1. Services are provided through integrated and coordinated delivery systems.
The health plan management agent develops and manages coordinated care processes.

Many health professionals working in solo practice isolation are not trained nor are they willing to coordinate their services to treat a patient's entire health situation.

 

2. Health plans, their management agents, and their providers must publicly document their accountability for positive clinical outcomes and consumer satisfaction.
The development and operation of management information systems using nationally developed standardized performance measures is the method to publicly document accountability.

Many professionals state that graduate education, a state license, and any willing provider solo practice fee-for-service where the patient can change provider at any time is sufficient accountability. Management of care argues that accountability entails documented performance.

AMBHA advocates that any entity which claims to manage care - regardless of ownership or structure (profit, not-for-profit, governmental entity, full-service HMO, managed behavioral healthcare specialty, provider-sponsored organization) - must meet the same national documented accountability standards.

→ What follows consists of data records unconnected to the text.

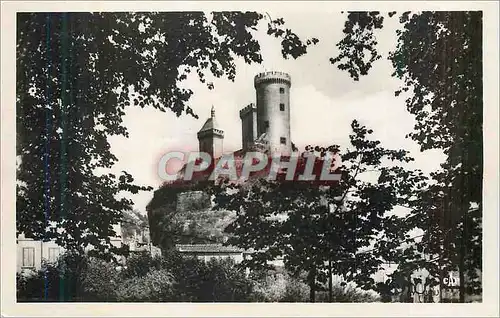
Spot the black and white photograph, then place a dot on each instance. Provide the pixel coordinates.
(251, 154)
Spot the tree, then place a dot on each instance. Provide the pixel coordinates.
(76, 75)
(439, 60)
(314, 226)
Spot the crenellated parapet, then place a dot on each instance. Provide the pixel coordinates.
(272, 77)
(247, 109)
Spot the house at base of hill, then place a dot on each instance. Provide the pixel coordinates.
(31, 254)
(206, 252)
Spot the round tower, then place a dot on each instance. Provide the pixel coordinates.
(273, 110)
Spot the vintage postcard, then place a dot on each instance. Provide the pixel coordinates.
(249, 158)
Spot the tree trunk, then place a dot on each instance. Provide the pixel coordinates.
(461, 269)
(330, 282)
(312, 284)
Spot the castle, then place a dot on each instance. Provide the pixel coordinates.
(265, 125)
(265, 128)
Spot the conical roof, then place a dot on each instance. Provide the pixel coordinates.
(211, 124)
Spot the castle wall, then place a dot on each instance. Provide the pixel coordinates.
(248, 117)
(273, 110)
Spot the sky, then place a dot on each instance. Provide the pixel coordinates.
(323, 103)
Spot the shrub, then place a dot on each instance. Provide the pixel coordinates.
(54, 282)
(348, 293)
(273, 286)
(155, 286)
(100, 281)
(227, 281)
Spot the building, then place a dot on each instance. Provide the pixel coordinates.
(265, 125)
(31, 254)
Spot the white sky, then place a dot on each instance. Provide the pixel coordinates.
(323, 103)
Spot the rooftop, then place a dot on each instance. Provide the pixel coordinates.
(208, 248)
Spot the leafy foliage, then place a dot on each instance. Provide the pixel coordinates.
(439, 60)
(76, 75)
(311, 225)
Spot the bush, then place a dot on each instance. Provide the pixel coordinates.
(157, 285)
(279, 287)
(54, 282)
(348, 293)
(227, 281)
(100, 281)
(143, 278)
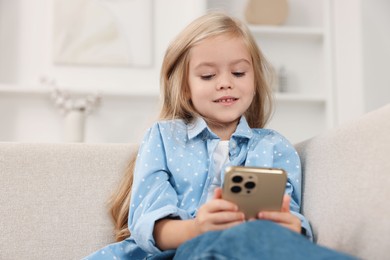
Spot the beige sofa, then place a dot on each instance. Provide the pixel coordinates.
(53, 196)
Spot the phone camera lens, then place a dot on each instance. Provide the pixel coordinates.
(250, 185)
(237, 179)
(236, 189)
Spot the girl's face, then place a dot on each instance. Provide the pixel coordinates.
(221, 81)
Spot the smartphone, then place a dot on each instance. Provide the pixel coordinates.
(254, 189)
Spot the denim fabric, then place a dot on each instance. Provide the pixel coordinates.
(254, 240)
(174, 171)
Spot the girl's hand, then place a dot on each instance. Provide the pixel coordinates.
(217, 214)
(284, 217)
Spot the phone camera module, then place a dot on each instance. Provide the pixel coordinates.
(237, 179)
(250, 185)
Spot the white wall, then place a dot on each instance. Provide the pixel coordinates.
(376, 53)
(361, 46)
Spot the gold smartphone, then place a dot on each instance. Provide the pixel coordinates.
(254, 189)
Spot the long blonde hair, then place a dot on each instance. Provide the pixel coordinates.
(176, 101)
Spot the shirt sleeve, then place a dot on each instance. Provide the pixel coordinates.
(153, 197)
(286, 157)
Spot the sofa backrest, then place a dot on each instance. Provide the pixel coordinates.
(54, 198)
(346, 185)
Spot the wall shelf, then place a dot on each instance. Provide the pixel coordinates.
(315, 33)
(305, 98)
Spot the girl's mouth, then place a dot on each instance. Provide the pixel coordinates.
(225, 100)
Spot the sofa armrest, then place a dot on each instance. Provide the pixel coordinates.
(346, 185)
(53, 198)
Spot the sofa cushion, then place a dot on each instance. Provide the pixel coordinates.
(346, 185)
(53, 198)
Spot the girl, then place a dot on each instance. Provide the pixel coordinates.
(216, 101)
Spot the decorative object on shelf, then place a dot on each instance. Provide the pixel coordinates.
(266, 12)
(103, 32)
(282, 80)
(75, 110)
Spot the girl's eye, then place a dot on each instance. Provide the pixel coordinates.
(238, 74)
(207, 77)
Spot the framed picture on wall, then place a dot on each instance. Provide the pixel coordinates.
(103, 32)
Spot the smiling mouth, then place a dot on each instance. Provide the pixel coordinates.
(225, 100)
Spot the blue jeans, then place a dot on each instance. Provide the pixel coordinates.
(251, 240)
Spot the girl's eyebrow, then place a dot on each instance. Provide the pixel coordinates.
(212, 64)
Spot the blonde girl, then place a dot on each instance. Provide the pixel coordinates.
(216, 102)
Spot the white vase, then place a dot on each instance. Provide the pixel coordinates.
(74, 126)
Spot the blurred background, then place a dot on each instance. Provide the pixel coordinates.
(88, 70)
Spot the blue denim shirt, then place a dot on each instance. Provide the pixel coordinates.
(174, 171)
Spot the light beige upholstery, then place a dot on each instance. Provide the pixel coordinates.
(53, 196)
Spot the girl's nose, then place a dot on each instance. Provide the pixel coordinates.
(225, 83)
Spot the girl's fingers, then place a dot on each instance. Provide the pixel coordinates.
(286, 203)
(218, 193)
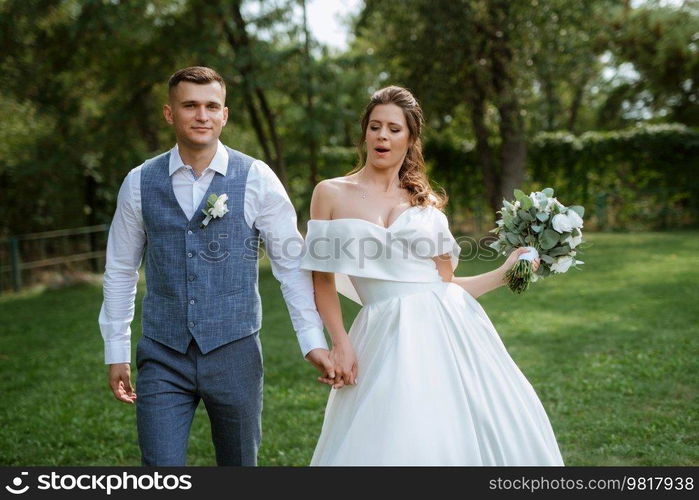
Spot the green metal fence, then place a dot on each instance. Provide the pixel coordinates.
(22, 256)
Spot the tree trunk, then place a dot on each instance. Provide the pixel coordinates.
(312, 142)
(254, 96)
(513, 150)
(484, 153)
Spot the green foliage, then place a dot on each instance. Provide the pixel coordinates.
(631, 179)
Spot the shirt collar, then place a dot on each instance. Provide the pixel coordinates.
(219, 162)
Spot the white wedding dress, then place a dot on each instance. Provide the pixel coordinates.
(436, 385)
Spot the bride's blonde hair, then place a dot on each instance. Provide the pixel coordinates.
(412, 174)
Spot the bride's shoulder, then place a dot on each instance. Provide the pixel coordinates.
(326, 195)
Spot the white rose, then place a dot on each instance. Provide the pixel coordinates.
(562, 264)
(219, 209)
(561, 223)
(573, 241)
(574, 218)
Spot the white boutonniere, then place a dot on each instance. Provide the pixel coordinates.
(215, 208)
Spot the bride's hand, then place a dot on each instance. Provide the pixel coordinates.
(512, 259)
(345, 361)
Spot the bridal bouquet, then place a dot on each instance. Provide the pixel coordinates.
(549, 229)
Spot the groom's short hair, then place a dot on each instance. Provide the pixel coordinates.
(196, 74)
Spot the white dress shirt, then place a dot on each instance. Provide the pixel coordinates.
(267, 206)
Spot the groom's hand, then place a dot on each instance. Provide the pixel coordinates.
(120, 382)
(320, 358)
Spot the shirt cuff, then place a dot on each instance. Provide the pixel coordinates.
(117, 352)
(312, 338)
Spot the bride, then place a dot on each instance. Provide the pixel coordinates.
(422, 377)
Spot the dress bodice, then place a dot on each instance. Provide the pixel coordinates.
(402, 252)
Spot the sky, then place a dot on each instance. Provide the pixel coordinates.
(325, 20)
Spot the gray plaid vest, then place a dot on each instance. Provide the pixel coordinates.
(201, 283)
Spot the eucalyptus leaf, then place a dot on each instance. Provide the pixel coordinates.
(524, 215)
(548, 239)
(578, 210)
(558, 251)
(547, 258)
(519, 196)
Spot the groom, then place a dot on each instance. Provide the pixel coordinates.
(201, 312)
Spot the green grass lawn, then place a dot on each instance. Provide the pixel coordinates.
(611, 351)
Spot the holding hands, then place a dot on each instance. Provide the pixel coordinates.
(512, 259)
(337, 367)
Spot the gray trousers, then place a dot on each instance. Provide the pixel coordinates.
(170, 385)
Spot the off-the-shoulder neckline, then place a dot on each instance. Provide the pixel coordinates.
(350, 219)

The issue of confidentiality greatly complicates this drive for public accountability.

 

3. Managed behavioral healthcare results in the expansion of services but also in the substitution of services.
Experiences in both the private and public sectors are the same - the number of people seeking services and provided services increases after the introduction of managed care.Inpatient hospitalizations and solo practice psychotherapy decline. Psychiatric rehabilitation, day treatment, consumer-run/peer support, residential treatment, crisis programs, and the integration/coordination of medication and medication management with day services increases.

Hospitals and solo practice psychotherapists complain about the decline in the volume of services they deliver. Hospital admissions and hospital length-of-stay both decline.

 

4. Managed care plans are obligated by payers to constrain costs.
Experiences with managed behavioral healthcare - both private and public sectors - have resulted in cost containment. These are insisted upon by payers.

Many payers have mandated use of capitation to limit costs. Manage care organizations use managed networks of providers with discounted fee structures to help restrain costs.

AMBHA uses a phrase - cost is the driver but delivery is the key. We acknowledge that payers - who are using competitive bidding - insist on cost containment but also expect service delivery which meets performance standards.

Professionals do not like managed networks and discouunted fees which payers are insisting upon.

 

5. Medical necessity is used for both access and service continuation.
Prior to managed care, private plans typically provided 30 days of inpatient hospitalization and 20 visits of psychotherapy a year. Insurance companies merely paid up to the limit. If a person had a serious mental illness they were then transferred to the public mental health system where state hospitals and community clinics with waiting lists dominated. Thus services were rationed within a two-class system.

Some public mental health systems developed community support systems which attempted to coordinate care across social support systems for the clientele admitted to the public system. But these CSP (community support programs) -where they existed - usually did not include financial responsibility. Monopoly grants dominated the financing; then waiting lists.

Managed behavioral healthcare uses the concept of medical necessity to access care. This concept requires a medically diagnosable illness, a disability, or a substantial limitation in daily functioning, such a problems with work, school, or family. Psychotherapy sessions to help an individual with growth and development and interpersonal relations - individuals who function well in their jobs and families and have no illness - are generally not approved as medically necessary. Hospitals and solo practice psychotherapy complain about this restriction on having their services paid for.

A major dilemma in public sector managed care remains the unwillingness of many public payers to integrate medically necessarily services with social supports.